The proposals essentially repeat a sequencing argument that Britain lost in 2017 while the Conservative Party was in disarray over whether to stay in the EU’s customs union and single market.

Failing to get the necessary commitment from Theresa May, the EU decided that the Northern Ireland Protocol should be placed in the legally binding withdrawal agreement and not the trade agreement.

In the paper, Baker suggests reversing this sequence in retrospect to end the dispute over the Northern Ireland Protocol.

He proposes updating the trade agreement by adding a “customs cooperation chapter” and amending the protocol to include a dispute mechanism that does not involve the European Court of Justice.

But experts say it can be an insurmountable challenge.

“All of this is theoretically possible, but whether the EU will agree to it is another question,” said Catherine Barnard, professor of EU law at Cambridge University and deputy UK director of the Changing Europe think tank.
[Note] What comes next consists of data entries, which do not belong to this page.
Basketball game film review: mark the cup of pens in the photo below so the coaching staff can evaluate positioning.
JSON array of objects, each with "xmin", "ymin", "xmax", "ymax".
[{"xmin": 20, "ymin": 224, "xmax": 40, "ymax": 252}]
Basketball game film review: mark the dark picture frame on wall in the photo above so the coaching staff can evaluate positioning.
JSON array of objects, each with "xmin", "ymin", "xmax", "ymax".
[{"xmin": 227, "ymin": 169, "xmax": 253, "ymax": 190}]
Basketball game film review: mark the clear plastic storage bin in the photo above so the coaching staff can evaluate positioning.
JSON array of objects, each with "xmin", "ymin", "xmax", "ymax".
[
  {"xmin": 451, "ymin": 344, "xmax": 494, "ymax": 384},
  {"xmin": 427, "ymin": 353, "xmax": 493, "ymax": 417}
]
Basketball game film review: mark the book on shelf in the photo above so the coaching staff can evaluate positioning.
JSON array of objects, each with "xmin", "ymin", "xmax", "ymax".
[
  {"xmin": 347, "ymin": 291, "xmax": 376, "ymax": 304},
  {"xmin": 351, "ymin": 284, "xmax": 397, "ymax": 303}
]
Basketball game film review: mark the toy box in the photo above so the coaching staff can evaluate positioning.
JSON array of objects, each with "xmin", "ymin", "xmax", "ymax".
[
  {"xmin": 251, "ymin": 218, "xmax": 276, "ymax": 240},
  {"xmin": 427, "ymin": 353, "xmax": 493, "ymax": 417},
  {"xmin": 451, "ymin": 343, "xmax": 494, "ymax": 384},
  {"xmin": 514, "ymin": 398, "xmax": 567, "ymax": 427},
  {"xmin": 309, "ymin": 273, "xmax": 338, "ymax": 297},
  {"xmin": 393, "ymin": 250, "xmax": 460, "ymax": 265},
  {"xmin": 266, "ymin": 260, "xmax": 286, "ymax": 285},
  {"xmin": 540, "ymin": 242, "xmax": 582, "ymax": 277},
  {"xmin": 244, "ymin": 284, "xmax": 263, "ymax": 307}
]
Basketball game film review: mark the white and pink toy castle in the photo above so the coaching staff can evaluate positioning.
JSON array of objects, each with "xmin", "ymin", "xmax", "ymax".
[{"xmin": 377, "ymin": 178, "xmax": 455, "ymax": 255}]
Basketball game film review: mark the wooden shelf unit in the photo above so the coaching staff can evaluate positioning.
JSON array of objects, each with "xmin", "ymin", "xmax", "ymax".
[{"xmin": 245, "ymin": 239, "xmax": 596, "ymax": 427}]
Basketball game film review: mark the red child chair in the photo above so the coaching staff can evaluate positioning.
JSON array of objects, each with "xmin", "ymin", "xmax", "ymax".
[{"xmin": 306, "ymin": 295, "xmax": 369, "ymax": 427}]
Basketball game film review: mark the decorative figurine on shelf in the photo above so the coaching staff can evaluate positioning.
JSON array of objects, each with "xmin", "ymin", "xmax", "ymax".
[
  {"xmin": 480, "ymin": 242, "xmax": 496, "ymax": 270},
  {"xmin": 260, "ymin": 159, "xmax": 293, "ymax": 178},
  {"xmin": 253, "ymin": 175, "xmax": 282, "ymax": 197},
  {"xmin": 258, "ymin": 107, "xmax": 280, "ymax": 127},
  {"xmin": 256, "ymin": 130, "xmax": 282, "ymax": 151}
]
She said the EU has “taken a very strong line” that the CJEU must have a role in the protocol if Northern Ireland is to remain in a halfway house – following both UK and EU rules on trade.

Katy Hayward, professor of political sociology at Queen’s University Belfast, said it was difficult to see the EU revisiting deals that took four tumultuous years of negotiations.

“The terms of trade between the UK and the EU directly affect the challenges for Northern Ireland post-Brexit, caught as it is between the UK and Ireland. So recognition that the TCA has implications for the operation of the Protocol is welcome. But if [vice-president of the European Commission Maroš] Šefčovič does not have the mandate to rewrite the withdrawal agreement to fix the protocol, he certainly does not have one to revise the TCA either.

“Although in both agreements there is the possibility of adjustment by mutual decision between Šefčovič and [UK foreign secretary James] Smart, it would not be enough to make significant changes or add new chapters,” Hayward said.

But Baker has argued that while it is a “narrow and steep” road, the political will to find a solution to the Northern Ireland Brexit issue is there as US President Joe Biden, the EU, Ireland and the British governments have expressed their determination to find a negotiated solution before the 25th anniversary of the Good Friday Agreement in Belfast next April.

Under current arrangements, companies shipping goods from the UK to Northern Ireland must comply with EU customs and standards laws and regulations.

The EU has proposed a light-touch express lane for goods that remain in Northern Ireland, such as sausages, ready meals and horticultural products including seed potatoes and trees for supermarkets and garden and farm sites.

The UK has called for a similar system of “green lanes” for lorries loaded with goods bound for Northern Ireland and “red lanes” for those with goods destined for Ireland and the EU.

Šefčovič has recently said that this system will reduce checks to a few trucks a day.

Last year, Šefčovič said one Trade event in Swiss style would get rid of 80% of controls as it would mean food and farming standards in the UK were legally aligned with the UK.

But Altar pushed back on reports that he was now considering this as an option on the wider UK-EU stage, saying earlier this week that having “regulatory freedom” to deviate from EU standards was a key advantage, insisting that it would not be sacrificed in future negotiations.